Dato che le droghe leggere sono considerate meno pericolosi per la salute delle droghe pesanti, i Paesi Bassi hanno addottati misure diversi. I coffeeshop possono vendere marijuana osservando delle regole rigorosi. Non vengono perseguito per la vendita. In essenza è questa la politica di tolleranza verso le droghe nei Paesi Bassi. La procura non persegue cittadini per possesso di piccole quantità di droghe:

  • Max 5 grammi di cannabis;

  • Max 5 piante possono essere coltivate.

Il governo vuole combattere il disturbo legato ai coffeeshop. Pertanto, solo i residenti nei Paesi Bassi possono entrare in un coffeeshop e acquistare cannabis.

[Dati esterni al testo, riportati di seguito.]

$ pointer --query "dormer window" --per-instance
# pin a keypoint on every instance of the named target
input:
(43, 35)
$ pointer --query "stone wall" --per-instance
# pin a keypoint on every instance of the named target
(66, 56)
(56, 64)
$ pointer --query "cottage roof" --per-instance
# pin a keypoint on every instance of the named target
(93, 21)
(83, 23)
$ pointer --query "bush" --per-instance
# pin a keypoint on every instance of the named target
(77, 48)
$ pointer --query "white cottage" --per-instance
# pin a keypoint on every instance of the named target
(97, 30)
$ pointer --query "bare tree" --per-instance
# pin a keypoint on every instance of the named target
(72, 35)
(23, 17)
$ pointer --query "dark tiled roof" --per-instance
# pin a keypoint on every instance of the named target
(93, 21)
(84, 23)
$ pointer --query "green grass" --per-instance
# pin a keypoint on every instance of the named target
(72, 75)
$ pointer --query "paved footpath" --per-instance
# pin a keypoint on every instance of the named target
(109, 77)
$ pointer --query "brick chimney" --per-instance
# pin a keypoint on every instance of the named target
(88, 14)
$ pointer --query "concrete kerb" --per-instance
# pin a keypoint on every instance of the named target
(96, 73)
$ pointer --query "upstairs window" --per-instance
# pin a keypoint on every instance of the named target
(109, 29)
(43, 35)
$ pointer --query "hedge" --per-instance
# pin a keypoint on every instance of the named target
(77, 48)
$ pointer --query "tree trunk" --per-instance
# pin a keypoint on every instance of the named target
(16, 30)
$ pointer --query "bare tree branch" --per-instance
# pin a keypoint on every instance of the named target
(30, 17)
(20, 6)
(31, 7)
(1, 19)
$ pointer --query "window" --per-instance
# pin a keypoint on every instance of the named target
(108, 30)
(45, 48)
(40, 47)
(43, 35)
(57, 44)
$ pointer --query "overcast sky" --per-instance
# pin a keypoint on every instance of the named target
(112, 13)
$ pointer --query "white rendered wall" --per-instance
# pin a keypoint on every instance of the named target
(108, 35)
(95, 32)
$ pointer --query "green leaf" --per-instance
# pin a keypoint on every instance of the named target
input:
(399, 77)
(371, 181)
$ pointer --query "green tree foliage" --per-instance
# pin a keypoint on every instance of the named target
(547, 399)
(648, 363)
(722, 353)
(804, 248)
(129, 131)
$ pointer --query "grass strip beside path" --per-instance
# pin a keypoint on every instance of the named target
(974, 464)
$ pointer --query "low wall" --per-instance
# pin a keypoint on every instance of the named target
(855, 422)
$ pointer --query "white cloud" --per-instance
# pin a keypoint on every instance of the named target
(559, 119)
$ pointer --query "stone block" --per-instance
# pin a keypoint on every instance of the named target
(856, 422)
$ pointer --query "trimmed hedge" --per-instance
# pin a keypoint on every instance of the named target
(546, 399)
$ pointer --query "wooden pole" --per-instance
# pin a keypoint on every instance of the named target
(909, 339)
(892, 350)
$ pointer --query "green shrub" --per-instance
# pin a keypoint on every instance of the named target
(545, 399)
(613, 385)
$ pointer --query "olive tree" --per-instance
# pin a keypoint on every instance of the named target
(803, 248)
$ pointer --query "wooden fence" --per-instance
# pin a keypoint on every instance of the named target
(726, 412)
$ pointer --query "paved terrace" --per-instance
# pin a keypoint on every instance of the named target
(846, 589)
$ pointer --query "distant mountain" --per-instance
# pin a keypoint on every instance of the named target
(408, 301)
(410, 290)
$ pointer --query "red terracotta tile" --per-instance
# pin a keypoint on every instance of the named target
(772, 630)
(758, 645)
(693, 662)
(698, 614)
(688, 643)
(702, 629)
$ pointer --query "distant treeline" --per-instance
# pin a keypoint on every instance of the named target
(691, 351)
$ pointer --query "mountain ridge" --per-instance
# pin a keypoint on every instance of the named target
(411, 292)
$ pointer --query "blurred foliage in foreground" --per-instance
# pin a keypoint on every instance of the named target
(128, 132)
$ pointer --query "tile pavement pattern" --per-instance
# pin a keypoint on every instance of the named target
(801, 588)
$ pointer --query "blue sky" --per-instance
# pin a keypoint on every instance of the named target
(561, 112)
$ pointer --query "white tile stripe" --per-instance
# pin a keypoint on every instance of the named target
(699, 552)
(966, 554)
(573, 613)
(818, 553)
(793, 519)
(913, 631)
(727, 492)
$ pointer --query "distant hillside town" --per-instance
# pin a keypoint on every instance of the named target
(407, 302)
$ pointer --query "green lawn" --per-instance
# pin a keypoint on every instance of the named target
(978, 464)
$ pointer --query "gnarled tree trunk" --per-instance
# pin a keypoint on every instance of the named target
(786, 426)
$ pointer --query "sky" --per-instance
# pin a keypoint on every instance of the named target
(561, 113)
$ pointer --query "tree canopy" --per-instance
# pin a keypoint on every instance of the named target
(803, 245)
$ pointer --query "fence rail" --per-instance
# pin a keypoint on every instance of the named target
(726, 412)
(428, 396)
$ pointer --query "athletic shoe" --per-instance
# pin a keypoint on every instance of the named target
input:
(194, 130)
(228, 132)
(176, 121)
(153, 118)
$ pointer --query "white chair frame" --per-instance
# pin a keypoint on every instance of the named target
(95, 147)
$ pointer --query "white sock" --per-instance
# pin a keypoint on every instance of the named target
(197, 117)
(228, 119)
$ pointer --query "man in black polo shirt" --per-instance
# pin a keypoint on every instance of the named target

Per maggiori informazioni:  https://www.government.nl/topics/drugs

Le stime sul consumo di droghe nei paesi dell’Unione Europea


La droga più diffusa nei paesi dell’Unione Europea è la cannabis: si stima che nel 2016 sia stata consumata da 24 milioni di persone con età compresa tra i 15 e i 64 anni, di cui 17,2 milioni con età compresa tra i 15 e i 34 anni. Quasi 88 milioni di cittadini europei hanno fatto uso di questa sostanza almeno una volta nella vita: più di un quinto dell’intera popolazione dell’UE. L’Italia è il terzo paese dove si consuma di più: si stima che il 33,1 per cento della popolazione l’abbia usata almeno una volta nel corso della vita, una percentuale inferiore solo a Francia (41,4 per cento) e Danimarca (38,4). (https://www.ilpost.it/2018/06/08/droghe-europa-italia/)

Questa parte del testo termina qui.